Whilst SMEs have been quicker to see the accelerated capability for data and resource applications to be easily obtained independently of location, say via DesktopLive, for many traditional businesses, Cloud computing – where services are no longer tied to dedicated hardware – is still viewed as a major departure from the understood IT service delivery model and indigenous network security.

Servers, network devices, and storage can be considered ‘virtualised’ resources. By abstracting from the hardware, they move freely about an infrastructure, delivering services when and where they are needed. Implementation of cloud computing does not mean a complete reinvention of a company’s entire IT arrangements. IT support for industries underpins essential IT services continuity.

For proactive IT cloud providers, the imperatives of delivering structural IT support are intrinsic to assured, service delivery. The key planks being the achievement of extreme agility in responding to tailored business demands, the driving down of service delivery costs, and the minimisation of risk.

Inevitably, understandable concerns over security of releasing sensitive/highly confidential information from behind their own secured firewall is more likely to lead to companies adopting the private cloud. This means that the physical hardware remains within a company’s own premises, for daily system operation, maintenance, and security to be run in house.

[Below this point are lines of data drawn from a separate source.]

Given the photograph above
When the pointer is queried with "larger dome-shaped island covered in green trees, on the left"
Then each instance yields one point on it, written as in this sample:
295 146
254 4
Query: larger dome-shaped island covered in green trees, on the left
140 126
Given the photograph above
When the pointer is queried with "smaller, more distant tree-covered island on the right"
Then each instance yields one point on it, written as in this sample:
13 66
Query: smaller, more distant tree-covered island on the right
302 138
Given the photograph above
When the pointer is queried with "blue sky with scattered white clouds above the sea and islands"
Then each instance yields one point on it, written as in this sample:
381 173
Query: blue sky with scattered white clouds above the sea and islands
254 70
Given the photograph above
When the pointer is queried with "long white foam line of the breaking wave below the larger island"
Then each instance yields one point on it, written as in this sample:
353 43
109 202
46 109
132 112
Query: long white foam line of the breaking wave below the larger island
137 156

However, more confident enterprises have embraced cloud computing by augmenting the private cloud with the possibilities offered from public cloud providers. The hybrid cloud approach consists of a private and public cloud which however, remains separate but work together to provide infinite data and application portability.

The hybrid cloud approach also has a stringent service management requirement to achieve the necessary performance, security, and compliance. Consequently, it’s important to choose a reliable IT supplier of public cloud, that can extend service management capabilities to an organisation.

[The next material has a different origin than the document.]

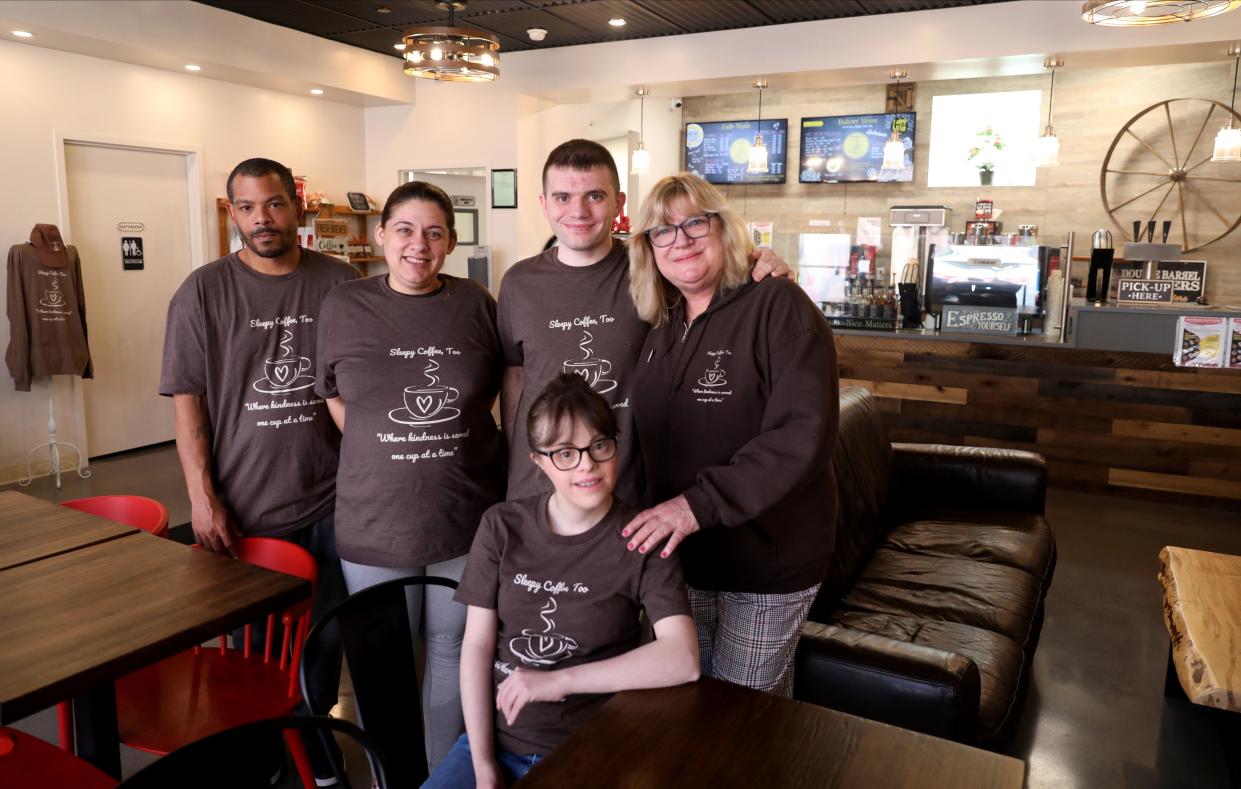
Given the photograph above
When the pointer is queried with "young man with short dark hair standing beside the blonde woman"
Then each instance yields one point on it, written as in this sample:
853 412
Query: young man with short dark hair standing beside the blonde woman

The future predicted by many proactive IT professionals has to be Cloud shaped. The entire Web will be completely transformed into one endless storage cloud where data is constantly uploaded and downloaded and thus, the concept of data ownership will become meaningless in a virtual world where everyone will have access to everything.

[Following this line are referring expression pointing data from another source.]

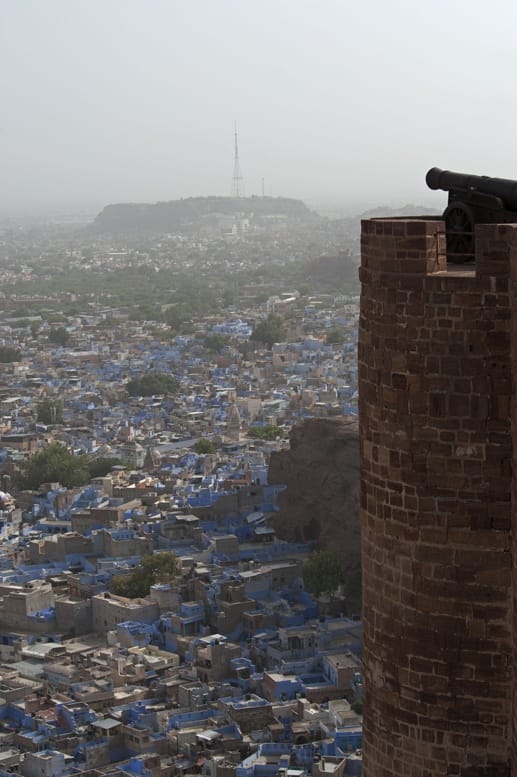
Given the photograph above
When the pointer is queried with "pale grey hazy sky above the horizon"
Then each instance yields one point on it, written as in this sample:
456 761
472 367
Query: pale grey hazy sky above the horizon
336 101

Data storage and remote access are becoming ever more urgent issues as emergent technology platforms and channels for instant, interactive message and media exchange accelerate demand for capacity. From SMEs to Corporates, the challenge for information storage space is unending. Simplistic solutions like stockpiles of DVDs, data sticks, larger hard drives or wholesale deletion of old files are now no longer tenable.

Cloud storage, or the saving of data to an off-site storage system maintained by a third party, or cloud provider, is now the only realistic way forward in the 21st century. Essentially, this means no longer storing information on a computer’s own hard drive or another local storage device, but instead saves to a remote database and the Internet provides the connection between the two. A cloud storage system simply needs just one data server connected to the Internet.

Data can then be accessed from any location with Internet access without the need of a physical storage device or using the same computer to save and retrieve information. In addition, cloud storage is a supremely efficient method to create data backups for a company’s own computer system. Customising the right storage system, for example, with a DesktopLive system, allows for multiple, remote access for collaborative work.

The transformation of traditional business environments into virtual, interactive hubs across geographically dispersed locations is constantly attended by 24/7 monitoring with national IT support at regional level, e.g. IT support London or IT support Manchester.

Although Cloud storage systems generally rely on hundreds of data servers to store the same information on multiple machines using different power supplies, there are still mostly unwarranted concerns over reliability, security and ability to access information. The resistance against the relinquishing of onsite company data, applications and servers is a further area of contention, which the urgent necessities of growing storage requirement will ultimately resolve.